- Mon Aug 10, 2020 4:33 pm
#77907
Hi Molly,
This is a tough one!
I can see where answer choice D might be attractive, because it fairly well echoes the language in the last sentence of the passage. The problem with choosing answer choice D as a main point, though, is that the last sentence of the passage only forms one part of the author's critique of Taruskin and those like him. Notice the "moreover" at the beginning of the last paragraph? That tells me this paragraph is an additional piece of the argument, but not the only piece of the argument. Which part of the argument is this paragraph forming? Notice this language at the end of the second paragraph? It says that for Taruskin and the sociohistorical critics' analysis to work, "it must also be the case that we can eliminate the possibility that artists subverted the ideals of the patron for their own reasons." The last paragraph tells us we can't do this (undermining Taruskin). Bottom line: an answer that focuses on this last paragraph to the exclusion of all else in the passage is going to be too narrow.

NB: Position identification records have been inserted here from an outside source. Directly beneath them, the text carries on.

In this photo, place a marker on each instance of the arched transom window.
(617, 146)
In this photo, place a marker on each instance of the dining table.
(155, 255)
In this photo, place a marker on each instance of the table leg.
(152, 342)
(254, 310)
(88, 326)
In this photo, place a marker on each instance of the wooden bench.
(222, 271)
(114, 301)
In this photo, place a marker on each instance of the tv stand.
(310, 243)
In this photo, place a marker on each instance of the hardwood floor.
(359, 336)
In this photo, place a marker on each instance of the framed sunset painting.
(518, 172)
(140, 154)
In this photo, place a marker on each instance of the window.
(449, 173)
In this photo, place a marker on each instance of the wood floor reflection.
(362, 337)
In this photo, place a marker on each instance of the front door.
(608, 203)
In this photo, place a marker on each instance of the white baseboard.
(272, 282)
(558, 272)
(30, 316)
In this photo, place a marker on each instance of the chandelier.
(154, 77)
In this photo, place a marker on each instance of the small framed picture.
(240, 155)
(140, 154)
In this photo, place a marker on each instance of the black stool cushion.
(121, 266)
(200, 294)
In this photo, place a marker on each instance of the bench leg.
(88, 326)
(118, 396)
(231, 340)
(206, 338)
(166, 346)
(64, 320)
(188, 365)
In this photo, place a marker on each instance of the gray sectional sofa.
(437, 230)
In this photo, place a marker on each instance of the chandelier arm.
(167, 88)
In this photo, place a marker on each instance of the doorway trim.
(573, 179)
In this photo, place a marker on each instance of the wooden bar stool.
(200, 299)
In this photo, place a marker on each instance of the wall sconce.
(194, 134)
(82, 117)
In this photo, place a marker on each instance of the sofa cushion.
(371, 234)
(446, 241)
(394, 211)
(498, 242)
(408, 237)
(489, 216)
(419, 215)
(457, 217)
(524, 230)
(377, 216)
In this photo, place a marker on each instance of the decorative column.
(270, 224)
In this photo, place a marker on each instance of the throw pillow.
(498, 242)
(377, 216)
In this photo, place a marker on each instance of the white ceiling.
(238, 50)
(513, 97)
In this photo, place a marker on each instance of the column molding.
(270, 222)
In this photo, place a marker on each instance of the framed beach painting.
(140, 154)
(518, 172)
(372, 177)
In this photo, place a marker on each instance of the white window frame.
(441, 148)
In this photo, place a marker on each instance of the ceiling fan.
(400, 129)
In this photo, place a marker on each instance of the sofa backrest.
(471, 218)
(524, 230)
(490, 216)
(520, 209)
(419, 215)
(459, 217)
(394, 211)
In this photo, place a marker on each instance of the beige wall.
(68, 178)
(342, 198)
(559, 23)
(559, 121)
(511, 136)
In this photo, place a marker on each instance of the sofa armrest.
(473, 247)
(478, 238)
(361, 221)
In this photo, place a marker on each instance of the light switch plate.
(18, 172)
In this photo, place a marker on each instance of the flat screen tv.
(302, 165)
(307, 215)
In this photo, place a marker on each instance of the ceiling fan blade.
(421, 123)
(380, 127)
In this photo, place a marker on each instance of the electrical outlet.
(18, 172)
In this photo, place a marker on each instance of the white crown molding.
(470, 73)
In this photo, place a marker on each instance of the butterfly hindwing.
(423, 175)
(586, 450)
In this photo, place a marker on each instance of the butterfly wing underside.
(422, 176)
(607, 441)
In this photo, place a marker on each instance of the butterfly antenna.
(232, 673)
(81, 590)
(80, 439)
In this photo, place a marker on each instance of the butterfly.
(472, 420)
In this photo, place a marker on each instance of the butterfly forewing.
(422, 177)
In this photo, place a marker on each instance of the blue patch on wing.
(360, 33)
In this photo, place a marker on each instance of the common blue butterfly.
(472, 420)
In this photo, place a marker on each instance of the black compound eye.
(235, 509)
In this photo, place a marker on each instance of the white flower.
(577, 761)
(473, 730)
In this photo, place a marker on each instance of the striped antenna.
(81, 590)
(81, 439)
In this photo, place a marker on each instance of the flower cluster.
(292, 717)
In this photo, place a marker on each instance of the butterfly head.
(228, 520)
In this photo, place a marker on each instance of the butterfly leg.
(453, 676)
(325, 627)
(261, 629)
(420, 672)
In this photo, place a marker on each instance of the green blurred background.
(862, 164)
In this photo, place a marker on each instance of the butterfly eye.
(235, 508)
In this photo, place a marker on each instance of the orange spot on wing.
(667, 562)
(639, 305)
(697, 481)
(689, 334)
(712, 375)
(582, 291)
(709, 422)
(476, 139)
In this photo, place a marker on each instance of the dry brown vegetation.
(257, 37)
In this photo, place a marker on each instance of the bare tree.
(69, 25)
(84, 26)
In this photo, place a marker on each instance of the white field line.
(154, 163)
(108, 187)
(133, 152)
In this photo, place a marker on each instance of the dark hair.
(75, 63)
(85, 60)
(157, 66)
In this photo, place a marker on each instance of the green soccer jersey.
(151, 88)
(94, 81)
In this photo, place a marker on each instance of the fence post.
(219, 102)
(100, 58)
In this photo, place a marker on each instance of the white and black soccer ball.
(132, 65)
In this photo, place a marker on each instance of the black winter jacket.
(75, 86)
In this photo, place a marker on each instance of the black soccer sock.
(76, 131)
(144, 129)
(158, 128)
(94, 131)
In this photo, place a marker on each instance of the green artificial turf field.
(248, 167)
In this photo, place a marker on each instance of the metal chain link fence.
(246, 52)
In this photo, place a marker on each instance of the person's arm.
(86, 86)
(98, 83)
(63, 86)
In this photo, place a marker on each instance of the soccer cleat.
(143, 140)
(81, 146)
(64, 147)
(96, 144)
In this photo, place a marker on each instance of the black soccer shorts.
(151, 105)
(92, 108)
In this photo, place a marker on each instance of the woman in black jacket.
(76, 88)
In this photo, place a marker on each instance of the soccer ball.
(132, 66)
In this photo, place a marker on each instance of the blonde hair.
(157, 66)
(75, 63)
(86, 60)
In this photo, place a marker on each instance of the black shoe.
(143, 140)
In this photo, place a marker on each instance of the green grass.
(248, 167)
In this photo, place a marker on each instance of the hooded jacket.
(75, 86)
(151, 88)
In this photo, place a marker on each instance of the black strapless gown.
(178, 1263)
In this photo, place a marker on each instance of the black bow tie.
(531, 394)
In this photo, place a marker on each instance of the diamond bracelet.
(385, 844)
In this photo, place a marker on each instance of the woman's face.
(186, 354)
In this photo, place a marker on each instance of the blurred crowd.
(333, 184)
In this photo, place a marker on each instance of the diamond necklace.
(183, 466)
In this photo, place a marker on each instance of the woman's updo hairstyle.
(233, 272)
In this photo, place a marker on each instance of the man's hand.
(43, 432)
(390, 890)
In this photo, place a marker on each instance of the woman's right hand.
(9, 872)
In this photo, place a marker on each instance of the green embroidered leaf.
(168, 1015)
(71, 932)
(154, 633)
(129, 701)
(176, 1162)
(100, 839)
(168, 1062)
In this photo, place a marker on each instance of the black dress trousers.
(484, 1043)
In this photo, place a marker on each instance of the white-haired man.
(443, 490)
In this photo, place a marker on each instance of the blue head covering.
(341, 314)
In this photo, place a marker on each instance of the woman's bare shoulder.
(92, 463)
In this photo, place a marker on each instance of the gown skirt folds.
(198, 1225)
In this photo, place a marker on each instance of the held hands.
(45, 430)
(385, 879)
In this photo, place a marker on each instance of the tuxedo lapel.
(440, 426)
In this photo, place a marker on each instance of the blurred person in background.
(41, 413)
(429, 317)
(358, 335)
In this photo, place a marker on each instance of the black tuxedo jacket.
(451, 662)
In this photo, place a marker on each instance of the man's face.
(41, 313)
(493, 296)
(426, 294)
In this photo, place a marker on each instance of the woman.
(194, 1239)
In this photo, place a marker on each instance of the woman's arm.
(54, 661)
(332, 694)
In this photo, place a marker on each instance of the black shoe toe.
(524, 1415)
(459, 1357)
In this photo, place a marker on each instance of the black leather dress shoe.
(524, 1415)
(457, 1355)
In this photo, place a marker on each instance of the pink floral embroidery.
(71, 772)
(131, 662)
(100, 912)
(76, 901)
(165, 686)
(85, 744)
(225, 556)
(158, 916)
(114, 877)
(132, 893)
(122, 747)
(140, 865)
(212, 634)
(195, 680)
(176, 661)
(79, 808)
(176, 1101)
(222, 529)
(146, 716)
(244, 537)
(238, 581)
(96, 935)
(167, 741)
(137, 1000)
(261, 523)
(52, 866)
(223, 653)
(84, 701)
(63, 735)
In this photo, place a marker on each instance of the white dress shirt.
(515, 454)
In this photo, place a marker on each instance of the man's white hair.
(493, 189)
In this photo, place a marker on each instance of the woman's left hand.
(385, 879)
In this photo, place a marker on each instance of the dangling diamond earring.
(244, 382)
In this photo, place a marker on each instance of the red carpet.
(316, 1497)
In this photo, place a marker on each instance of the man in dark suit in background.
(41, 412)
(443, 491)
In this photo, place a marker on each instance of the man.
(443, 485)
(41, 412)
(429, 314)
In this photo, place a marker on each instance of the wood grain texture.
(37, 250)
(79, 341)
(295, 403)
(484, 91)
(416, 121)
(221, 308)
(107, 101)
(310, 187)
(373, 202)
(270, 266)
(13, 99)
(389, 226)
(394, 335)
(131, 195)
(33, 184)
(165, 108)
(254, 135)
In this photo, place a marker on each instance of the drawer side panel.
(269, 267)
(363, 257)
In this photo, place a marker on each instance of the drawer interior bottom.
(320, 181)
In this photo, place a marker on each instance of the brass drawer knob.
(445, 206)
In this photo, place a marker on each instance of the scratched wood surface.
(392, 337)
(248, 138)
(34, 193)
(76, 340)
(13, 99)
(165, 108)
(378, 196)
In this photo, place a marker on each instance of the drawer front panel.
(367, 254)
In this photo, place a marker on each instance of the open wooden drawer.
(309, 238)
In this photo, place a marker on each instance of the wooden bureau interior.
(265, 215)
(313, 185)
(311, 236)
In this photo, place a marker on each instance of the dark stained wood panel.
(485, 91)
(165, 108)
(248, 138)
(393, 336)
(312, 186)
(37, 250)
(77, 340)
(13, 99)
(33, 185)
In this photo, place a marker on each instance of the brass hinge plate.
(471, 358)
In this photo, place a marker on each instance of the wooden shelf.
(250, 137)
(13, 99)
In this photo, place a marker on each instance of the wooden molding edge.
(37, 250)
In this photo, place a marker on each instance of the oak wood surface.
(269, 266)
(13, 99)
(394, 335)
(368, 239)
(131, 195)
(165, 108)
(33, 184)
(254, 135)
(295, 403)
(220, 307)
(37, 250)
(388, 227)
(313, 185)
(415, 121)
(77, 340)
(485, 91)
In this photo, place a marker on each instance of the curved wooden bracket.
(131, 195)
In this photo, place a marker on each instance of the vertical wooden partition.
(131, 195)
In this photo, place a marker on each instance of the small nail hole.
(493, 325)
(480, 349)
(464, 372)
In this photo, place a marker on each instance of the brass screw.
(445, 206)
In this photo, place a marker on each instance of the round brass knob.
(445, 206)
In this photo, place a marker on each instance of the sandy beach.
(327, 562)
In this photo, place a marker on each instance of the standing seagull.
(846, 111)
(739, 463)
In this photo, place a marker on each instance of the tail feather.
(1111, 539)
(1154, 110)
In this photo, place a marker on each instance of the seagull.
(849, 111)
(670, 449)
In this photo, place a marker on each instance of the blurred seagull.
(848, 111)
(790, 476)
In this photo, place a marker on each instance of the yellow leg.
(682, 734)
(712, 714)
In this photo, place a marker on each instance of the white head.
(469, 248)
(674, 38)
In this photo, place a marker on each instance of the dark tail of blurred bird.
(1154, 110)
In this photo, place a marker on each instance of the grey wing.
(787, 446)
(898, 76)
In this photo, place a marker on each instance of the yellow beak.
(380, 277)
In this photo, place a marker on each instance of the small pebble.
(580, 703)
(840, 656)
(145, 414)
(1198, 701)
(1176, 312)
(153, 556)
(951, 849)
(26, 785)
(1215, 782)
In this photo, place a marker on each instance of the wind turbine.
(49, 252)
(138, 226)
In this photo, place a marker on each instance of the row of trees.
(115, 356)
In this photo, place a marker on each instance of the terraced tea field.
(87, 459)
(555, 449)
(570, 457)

Answer choice A does a pretty nice job of encompassing the third paragraph of the passage. The problem with choosing that as the main point is that the third paragraph is clearly intended to respond to the statement at the end of the second paragraph, that "For this [Taruskin's] kind of analysis to work, however, it must be the case that the elite had a recognizable identity and displayed some kind of consensus about the world and the way life was to be." The third paragraph tells us the elite did not have such a recognizable identity and consensus about the world ("the more talented artists sometimes had to find a place in the margins of the establishment—engaged by a rich patron with eccentric tastes"). Again, that's part of the argument, but only part (and misses the important stuff in the last paragraph).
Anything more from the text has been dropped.